Seattle U’s spring music mash up has something for everyone. Past performers have included The Thermals, OK Go, Macklemore, Ivan & Alyosha and Saint Motel.
Mark your calendar for the long weekend of Nov. 8-11 and Seattle U’s Homecoming, which is making its fall debut, complete with special events and can’t-miss matchups for men’s basketball and soccer.
Putting yourself in unfamiliar situations is a great way to grow and to learn more about what interests you. And, what better way to explore new terrain than via the region’s public transportation system—its buses, streetcar, light rail or ferries? Maybe you’ve covered all the territory you can on foot and want to check out some other areas. Take a ride on the region’s light rail and stop at distinct neighborhoods like Columbia City and the International District.

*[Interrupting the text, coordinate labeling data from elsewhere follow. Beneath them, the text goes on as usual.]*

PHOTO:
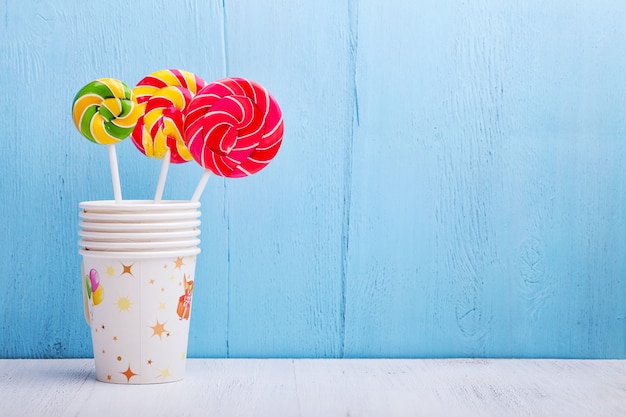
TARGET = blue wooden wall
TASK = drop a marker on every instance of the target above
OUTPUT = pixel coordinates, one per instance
(451, 182)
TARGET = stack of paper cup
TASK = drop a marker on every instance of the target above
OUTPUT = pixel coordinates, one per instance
(138, 270)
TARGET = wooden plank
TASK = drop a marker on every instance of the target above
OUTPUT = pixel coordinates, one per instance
(285, 224)
(243, 387)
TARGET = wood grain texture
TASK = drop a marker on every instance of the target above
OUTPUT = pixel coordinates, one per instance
(451, 181)
(282, 387)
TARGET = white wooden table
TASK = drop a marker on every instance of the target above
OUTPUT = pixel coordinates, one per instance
(320, 387)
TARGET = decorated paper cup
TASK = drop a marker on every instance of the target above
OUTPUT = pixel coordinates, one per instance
(138, 306)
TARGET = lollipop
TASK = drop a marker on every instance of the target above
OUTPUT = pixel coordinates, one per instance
(105, 112)
(163, 97)
(233, 128)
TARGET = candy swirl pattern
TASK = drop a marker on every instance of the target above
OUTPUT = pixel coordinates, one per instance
(163, 97)
(105, 111)
(233, 127)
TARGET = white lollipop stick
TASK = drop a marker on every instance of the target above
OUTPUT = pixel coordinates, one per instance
(115, 174)
(165, 166)
(205, 178)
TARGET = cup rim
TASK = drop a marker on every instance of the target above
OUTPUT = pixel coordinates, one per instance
(138, 217)
(139, 227)
(137, 205)
(134, 255)
(90, 236)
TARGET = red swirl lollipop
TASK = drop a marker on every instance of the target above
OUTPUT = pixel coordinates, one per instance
(233, 127)
(163, 97)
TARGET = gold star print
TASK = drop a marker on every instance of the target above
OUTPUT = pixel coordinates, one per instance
(179, 262)
(128, 373)
(124, 303)
(127, 269)
(158, 329)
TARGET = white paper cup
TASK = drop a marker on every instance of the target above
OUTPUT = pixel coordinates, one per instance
(134, 206)
(112, 227)
(138, 305)
(89, 236)
(138, 246)
(138, 217)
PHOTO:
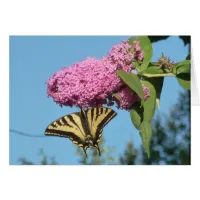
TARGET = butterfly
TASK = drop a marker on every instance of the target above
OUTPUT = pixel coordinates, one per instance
(83, 128)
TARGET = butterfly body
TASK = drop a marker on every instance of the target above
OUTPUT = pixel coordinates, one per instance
(84, 128)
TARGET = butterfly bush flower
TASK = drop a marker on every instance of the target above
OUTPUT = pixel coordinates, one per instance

You don’t need a kayak to reach the region’s famous San Juan Islands—simply walk onto one of the ferries downtown and you’re on your way! Hop on a Metro bus and enjoy an afternoon wandering the Olympic Sculpture Park downtown or take a quick bike ride from campus to catch a concert at Neumos. If the mountains are beckoning, there are buses for day hikes or overnight camping. Whether your mode is transit or trail, the path you take is up to you.
Students take in the view at the West Point Lighthouse in Discovery Park. The 534-acre park in Seattle’s Magnolia neighborhood offers miles of walking trails, protected tidal beaches, forests and sand dunes that surround Magnolia Bluff.

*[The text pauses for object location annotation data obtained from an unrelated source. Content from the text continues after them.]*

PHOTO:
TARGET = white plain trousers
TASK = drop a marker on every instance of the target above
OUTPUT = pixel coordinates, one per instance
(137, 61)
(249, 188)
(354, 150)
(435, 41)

“When I was younger I saw Seattle as a place I happened to live in and it didn’t intrigue me much. Coming to the university opened my eyes to how much I appreciate Seattle. I got to experience … how cool it is.”Naod Sebhat, ’19 Environmental Science
Let Washington state’s fleet of ferries carry you through the islands off the coast. The choices are vast. Care to spend the day biking Bainbridge Island? It’s a short ferry ride from Seattle’s waterfront. If you’re game for an overnight trip, several ferries will take you to the San Juan Islands where sea kayaking, camping and mountain biking are popular.
Pike Place Market is your gateway to the city. Spend the day visiting the market or let it be your entry point to even more. It’s blocks from Seattle Art Museum, Benaroya Hall, the historic Pioneer Square neighborhood and the Seattle waterfront.

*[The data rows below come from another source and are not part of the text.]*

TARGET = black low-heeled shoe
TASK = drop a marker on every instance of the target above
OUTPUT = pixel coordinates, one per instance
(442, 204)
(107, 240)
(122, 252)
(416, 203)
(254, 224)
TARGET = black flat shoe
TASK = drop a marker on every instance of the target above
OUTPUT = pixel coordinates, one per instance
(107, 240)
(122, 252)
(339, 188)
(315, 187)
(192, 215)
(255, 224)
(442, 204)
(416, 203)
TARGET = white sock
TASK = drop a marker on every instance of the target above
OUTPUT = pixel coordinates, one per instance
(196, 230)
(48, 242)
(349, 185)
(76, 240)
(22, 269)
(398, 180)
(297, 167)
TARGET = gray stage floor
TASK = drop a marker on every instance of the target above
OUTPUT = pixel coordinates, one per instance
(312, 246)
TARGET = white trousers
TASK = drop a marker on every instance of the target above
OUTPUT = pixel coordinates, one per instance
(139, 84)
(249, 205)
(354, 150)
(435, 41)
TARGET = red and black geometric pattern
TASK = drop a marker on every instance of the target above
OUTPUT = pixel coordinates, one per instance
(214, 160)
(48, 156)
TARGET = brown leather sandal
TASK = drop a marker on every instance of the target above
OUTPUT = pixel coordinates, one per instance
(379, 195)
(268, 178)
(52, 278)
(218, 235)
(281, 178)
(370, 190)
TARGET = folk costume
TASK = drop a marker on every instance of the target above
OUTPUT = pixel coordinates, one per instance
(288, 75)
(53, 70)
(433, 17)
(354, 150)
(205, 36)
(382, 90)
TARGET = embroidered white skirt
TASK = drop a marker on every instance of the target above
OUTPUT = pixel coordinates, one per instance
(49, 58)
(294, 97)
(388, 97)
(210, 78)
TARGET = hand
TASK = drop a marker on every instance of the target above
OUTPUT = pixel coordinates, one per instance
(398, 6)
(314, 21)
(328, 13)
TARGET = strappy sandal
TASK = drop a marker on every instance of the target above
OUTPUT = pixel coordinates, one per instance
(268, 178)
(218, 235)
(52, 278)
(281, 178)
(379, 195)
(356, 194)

Accessible by water taxi from downtown Seattle or by bus from campus, Alki Beach in West Seattle is one of the region’s best sandy beaches—right down to its beach volleyball courts, fish and chip restaurants and natural tide pools.
At the end of the day, McKenna Jay Mauliola Mau, ’19, hops a Metro bus from his summer internship on Seattle’s waterfront to his Capitol Hill apartment. The Hawaiian native has grown accustomed to his urban lifestyle—from conveniences like the city’s bike share program to opportunities for networking with some of the world’s top companies.
Looking back, Mau is glad he chose Seattle U over the rural university he was also considering his senior year of high school. Then a prospective business student, Mau was banking on Seattle’s international business hub offering more job prospects.